La intención de los generales mexicanos era cortar las comunicaciones entre Scott y el mundo, pues tomando Puebla, el enemigo dejaría de recibir refuerzos, municiones, ropa y dinero del puerto de Veracruz. Este último elemento resultaba esencial dada su política amistosa hacia la población invadida. Por ello les compraba comida, instruía a sus oficiales de pagar la renta, diversiones y todo cuanto necesitasen. El discurso era que la guerra se hacía contra el gobierno, no contra los mexicanos.
Una pequeña guarnición bajo el mando del coronel Thomas Child resguardaba Puebla. Tras unir fuerzas con Rea, el general Santa Anna supo de la aproximación de un destacamento estadounidense que auxiliaría a Child. Eran las tropas del general Joseph Lane, entre las que destacaban los famosos “diablos texanos” (apodados así por los contemporáneos dada la brutalidad que mostraban contra los mexicanos) bajo el mando del capitán Samuel Hamilton Walker.
Santa Anna marchó entonces con sus tropas y algunas piezas de artillería para enfrentar a Lane en un punto denominado El Espinal.

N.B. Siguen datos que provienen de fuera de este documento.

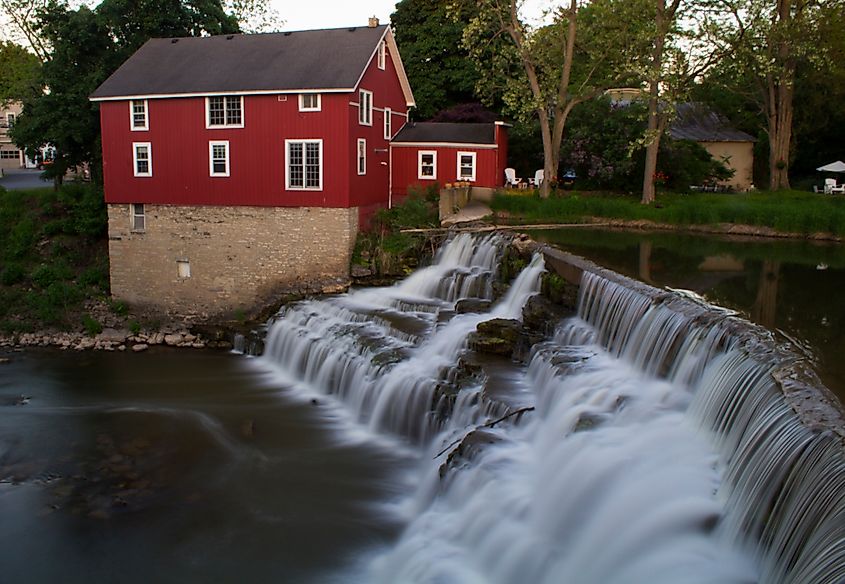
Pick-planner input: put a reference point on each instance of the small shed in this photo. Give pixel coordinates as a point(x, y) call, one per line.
point(438, 153)
point(697, 122)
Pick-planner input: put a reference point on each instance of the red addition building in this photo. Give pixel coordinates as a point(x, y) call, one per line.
point(238, 167)
point(431, 153)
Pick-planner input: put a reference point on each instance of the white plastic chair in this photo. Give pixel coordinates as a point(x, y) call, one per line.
point(511, 180)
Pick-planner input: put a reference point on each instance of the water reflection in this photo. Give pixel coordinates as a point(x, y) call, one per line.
point(794, 287)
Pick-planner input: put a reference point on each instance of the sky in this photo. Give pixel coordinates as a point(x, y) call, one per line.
point(340, 13)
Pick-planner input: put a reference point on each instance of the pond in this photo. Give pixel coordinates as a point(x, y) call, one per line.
point(792, 287)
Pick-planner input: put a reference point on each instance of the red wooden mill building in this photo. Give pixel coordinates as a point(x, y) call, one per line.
point(238, 167)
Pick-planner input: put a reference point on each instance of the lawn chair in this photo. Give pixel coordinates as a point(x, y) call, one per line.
point(511, 180)
point(537, 180)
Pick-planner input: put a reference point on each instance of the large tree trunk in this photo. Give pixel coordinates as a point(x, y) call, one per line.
point(779, 93)
point(654, 130)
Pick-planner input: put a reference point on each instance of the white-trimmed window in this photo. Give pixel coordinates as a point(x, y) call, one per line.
point(138, 220)
point(138, 115)
point(218, 158)
point(388, 124)
point(304, 165)
point(427, 164)
point(365, 107)
point(466, 166)
point(142, 158)
point(362, 156)
point(309, 102)
point(224, 111)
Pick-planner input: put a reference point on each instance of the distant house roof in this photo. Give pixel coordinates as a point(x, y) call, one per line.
point(327, 59)
point(443, 132)
point(697, 122)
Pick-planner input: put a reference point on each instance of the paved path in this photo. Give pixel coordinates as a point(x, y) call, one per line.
point(17, 179)
point(474, 211)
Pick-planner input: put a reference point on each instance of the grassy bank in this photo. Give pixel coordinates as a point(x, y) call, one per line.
point(53, 258)
point(788, 212)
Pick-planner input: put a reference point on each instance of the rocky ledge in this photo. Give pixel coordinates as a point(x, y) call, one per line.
point(114, 340)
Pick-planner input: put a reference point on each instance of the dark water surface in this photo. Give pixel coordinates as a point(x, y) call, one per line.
point(796, 288)
point(180, 466)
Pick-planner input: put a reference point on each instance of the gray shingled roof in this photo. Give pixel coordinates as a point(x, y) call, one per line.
point(311, 59)
point(447, 132)
point(697, 122)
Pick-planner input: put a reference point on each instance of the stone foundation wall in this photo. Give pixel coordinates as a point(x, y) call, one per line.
point(202, 262)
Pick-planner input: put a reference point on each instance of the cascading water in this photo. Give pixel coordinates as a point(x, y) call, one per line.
point(659, 449)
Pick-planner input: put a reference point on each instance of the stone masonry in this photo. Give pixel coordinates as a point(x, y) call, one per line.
point(202, 262)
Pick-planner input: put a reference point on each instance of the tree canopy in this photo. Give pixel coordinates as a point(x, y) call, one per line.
point(428, 34)
point(19, 73)
point(85, 47)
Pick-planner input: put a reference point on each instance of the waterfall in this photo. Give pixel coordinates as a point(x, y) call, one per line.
point(384, 352)
point(655, 444)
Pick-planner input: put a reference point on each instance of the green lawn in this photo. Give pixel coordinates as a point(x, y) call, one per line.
point(53, 256)
point(785, 211)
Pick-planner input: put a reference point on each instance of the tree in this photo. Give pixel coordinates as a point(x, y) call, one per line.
point(428, 34)
point(21, 17)
point(19, 73)
point(559, 67)
point(86, 46)
point(769, 41)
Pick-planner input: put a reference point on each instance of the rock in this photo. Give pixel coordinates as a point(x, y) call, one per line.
point(541, 314)
point(361, 272)
point(110, 335)
point(472, 305)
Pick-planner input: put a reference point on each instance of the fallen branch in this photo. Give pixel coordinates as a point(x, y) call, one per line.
point(487, 425)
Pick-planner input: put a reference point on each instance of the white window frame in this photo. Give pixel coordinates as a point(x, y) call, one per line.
point(288, 186)
point(132, 125)
point(459, 176)
point(211, 145)
point(382, 54)
point(388, 123)
point(149, 147)
point(304, 108)
point(134, 214)
point(420, 174)
point(226, 98)
point(365, 107)
point(362, 156)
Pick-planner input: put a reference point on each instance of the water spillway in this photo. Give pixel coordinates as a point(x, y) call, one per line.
point(659, 440)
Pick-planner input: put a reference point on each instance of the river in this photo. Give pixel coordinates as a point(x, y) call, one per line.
point(340, 455)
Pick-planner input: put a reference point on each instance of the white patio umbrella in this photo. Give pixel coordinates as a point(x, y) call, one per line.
point(837, 166)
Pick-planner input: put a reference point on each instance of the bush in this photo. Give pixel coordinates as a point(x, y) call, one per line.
point(92, 326)
point(13, 273)
point(45, 275)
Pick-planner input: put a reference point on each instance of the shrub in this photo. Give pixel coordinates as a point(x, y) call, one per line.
point(92, 325)
point(12, 273)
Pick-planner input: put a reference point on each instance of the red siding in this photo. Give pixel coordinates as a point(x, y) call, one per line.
point(406, 172)
point(370, 191)
point(180, 140)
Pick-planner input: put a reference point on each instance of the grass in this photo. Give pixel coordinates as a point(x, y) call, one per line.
point(53, 257)
point(784, 211)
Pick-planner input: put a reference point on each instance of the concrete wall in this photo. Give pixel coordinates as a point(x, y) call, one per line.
point(738, 156)
point(240, 258)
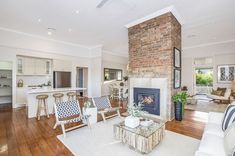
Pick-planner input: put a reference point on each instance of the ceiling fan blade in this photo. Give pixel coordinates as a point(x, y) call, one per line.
point(101, 4)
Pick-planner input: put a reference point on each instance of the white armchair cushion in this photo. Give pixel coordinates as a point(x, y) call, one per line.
point(215, 117)
point(212, 144)
point(215, 129)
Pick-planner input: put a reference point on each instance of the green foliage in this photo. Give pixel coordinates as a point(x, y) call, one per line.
point(180, 97)
point(204, 79)
point(135, 110)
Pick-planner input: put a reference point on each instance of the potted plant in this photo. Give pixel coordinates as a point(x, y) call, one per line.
point(180, 99)
point(134, 112)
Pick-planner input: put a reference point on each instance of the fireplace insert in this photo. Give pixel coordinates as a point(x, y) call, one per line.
point(150, 98)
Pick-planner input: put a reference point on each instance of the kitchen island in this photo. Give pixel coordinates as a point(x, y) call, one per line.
point(32, 103)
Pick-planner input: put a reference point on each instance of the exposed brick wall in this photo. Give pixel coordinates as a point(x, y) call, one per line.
point(151, 46)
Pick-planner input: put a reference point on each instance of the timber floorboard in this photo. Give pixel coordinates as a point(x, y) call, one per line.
point(20, 136)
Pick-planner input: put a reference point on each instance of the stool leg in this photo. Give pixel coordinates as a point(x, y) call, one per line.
point(46, 108)
point(39, 109)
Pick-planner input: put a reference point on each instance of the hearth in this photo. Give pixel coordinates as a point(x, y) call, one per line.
point(150, 98)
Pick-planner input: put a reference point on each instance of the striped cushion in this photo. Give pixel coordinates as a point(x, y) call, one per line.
point(229, 117)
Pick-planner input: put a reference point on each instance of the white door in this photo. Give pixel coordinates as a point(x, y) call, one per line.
point(29, 66)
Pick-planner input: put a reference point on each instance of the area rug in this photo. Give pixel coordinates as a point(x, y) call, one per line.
point(99, 141)
point(204, 106)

Pero este último sabía, gracias a sus espías, el plan del general mexicano. Más importante aún, estaba al tanto de que Santa Anna había dejado sus cañones en Huamantla y decidió rehusar una batalla con él y capturar esas baterías custodiadas por 100 soldados.
Desde el punto de vista militar, la captura de dos cañones ligeros y anticuados carecía de importancia. Pero desde la perspectiva individual, Lane podría apuntar un nuevo logro a su cuenta personal y conquistar unos flamantes laureles. Así, el 9 de octubre destacó a 4 000 efectivos en las afueras de Huamantla mientras los religiosos tocaban a rebato las campanas de las iglesias para advertir de la inminente batalla.
Los voluntarios (civiles alistados por contrato o para la duración de la guerra) de Texas, Louisiana y Georgia formaron la vanguardia. Fiel a su costumbre, el capitán Walker encabezó a sus hombres. La siguiente oleada del ataque estuvo a cargo de los voluntarios de Indiana, Pensilvania y la artillería. En la retaguardia se colocó el 15 regimiento de infantería regular para cuidar los vagones y servir como refuerzos ante cualquier contingencia.
Walker cargó contra el pueblo y encontró al enemigo acantonado en la plaza principal. El puñado de mexicanos que defendía las piezas de artillería no fue problema alguno para la avalancha de soldados estadounidenses. Los inconvenientes surgieron cuando Santa Anna, enterado del inicio de la batalla, envió 35 hombres al mando del capitán Eulalio Villaseñor. Era en un número raquítico; ni Leónidas contó con tan pocos efectivos en la batalla de las Termopilas.